The Focal cohort consisted of 129 patients (134 hips, 47.8 % male) of mean age 40.2 years (13.0 to 73.6 years). The NAHS was 54.8 (9 to 93) before surgery and 68.3, 76.0, and 76.9 at 3,12, and 24+ months post-surgery of which the change in final NAHS (preop to 24+ months) was significant (P< 0.0001). Mean satisfaction on a Likert scale (1= very dissatisfied to 5 = very satisfied) was 3.6 at 24 mos. There were 11 THA conversions (8.5%), 3 complications (2 heterotopic ossification, 1 transient pudendal neuropraxia 2.3%), and 2 revision FAI surgeries (1.6%).
Comparison between cohorts revealed no statistically significant difference in 3, 12, or 24+ month NAHS (P>0.24). Comparison between cohorts revealed no statistically significant difference in 3, 12, or 24+ month satisfaction (P>0.25). Comparison between cohorts revealed no statistically significant difference in 3, 12, or 24+ month THA conversion rate (P= 0.70).

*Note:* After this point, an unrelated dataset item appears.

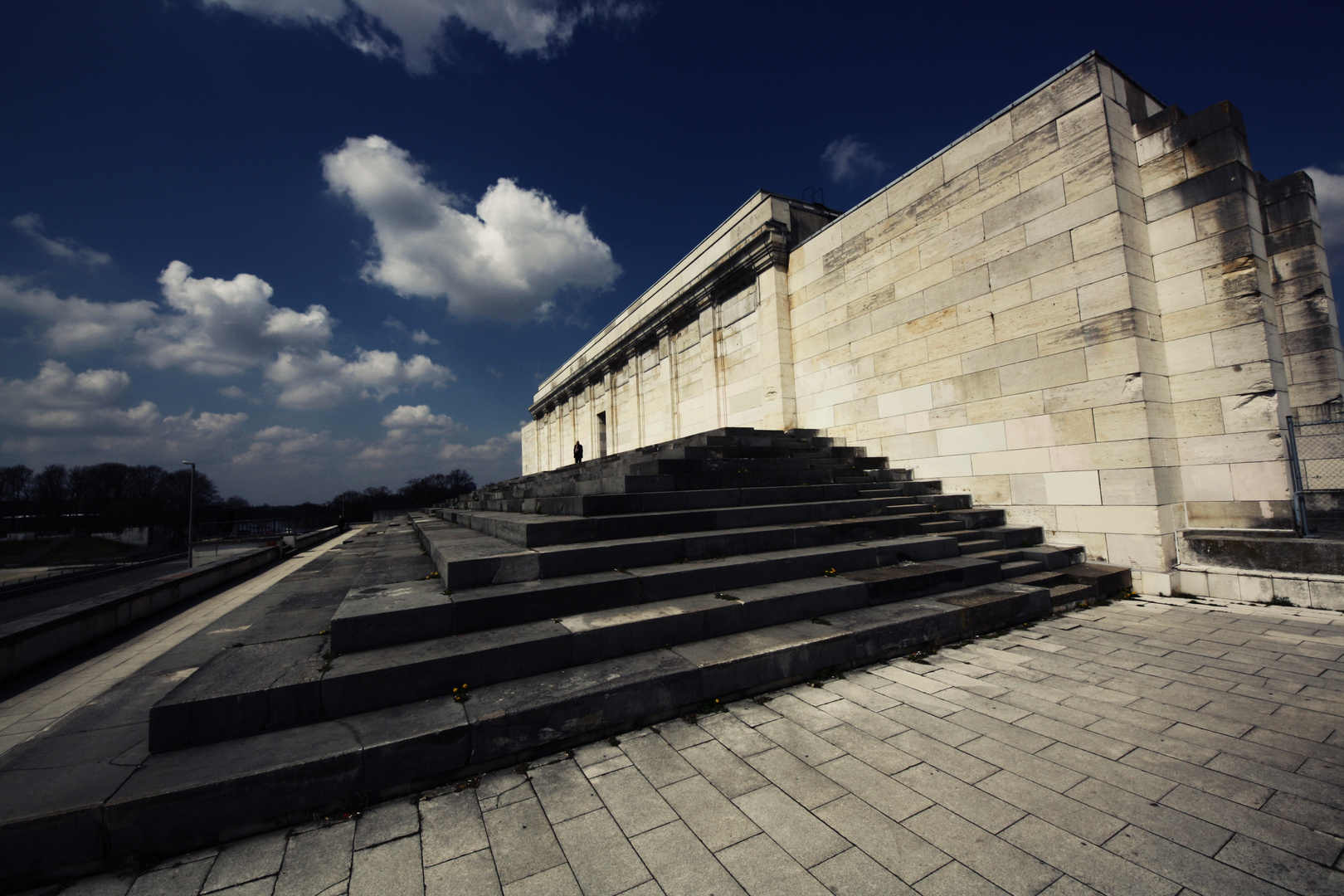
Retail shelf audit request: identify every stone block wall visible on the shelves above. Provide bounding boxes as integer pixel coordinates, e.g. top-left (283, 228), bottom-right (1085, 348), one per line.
top-left (524, 55), bottom-right (1344, 592)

Moreover, of the variables we investigated (i.e., age, gender, BMI, Tonnis grade, and time to surgery from pain onset), no variable was found to be a statistically significant predictor of poorer outcomes in the change from preop to 24 months model.

Discussion And Conclusion

There were no significant differences in arthroscopic surgical outcome for global versus focal pincer FAI. Both groups had significant improvement and moderate satisfaction with few complications. Arthroscopic surgery for global deformities may be safely performed using arthroscopic techniques with outcomes comparable to those with lesser focal deformities. The historical need for open surgical dislocation for the surgical treatment of global deformities may be respectfully challenged.